WHO ARE they, the hundreds of thousands who materialise in Britain’s theatres whenever Andrew Lloyd Webber’s strange 1981 musical raises a languid paw?
Are they dance fans? Cat lovers? Philosophers intrigued by the show’s interest in themes of mortality and death? Many of them seem to be young; during the interval at the gala opening in Edinburgh of this new touring version of Trevor Nunn’s original production, the foyer was full of little girls wandering around in cat’s-ear headbands, or queueing patiently to have their programmes signed by the lovely Nicholas Pound, who plays the ancient cat leader Old Deuteronomy
Fans or no fans, though, Cats remains the oddest of shows, an eccentric piece of mid-20th century English whimsy – about a gang of cats who meet in a rubbish-filled back alley in the West End for their annual ball – cut with a heavy element of old-school theatrical camp, and lifted from time to time by the sheer brilliance of Gillian Lynne’s choreography, recreated by Chrissie Cartwright. The show’s finest moments come when it confronts the mystical obsession with death that shapes the best Eliot poems, inspiring Lloyd Webber to produce two or three fine, dark songs, including the show’s great ballad Memory.

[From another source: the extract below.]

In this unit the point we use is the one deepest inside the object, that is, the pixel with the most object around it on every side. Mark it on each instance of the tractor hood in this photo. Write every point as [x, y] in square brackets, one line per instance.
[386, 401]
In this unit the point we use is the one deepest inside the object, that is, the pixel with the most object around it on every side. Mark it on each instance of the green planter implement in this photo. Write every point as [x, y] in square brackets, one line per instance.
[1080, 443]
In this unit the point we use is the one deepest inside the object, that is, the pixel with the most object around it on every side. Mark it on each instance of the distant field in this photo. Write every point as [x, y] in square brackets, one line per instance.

At two and three-quarter hours, this version of Cats seems long; 32 years on, it could easily lose some of its more embarrassing interludes of camp comedy. At its best, though, the music is beautiful, and the dancing quite dazzling; and although the dying glamour cat Grizabella these days ascends to heaven on a hydraulic platform rather than on a Russell Hotel staircase, there’s still something about her final journey to the heavyside layer that catches the heart, and leaves us wondering after all whether, when we die, we might not return as a cat.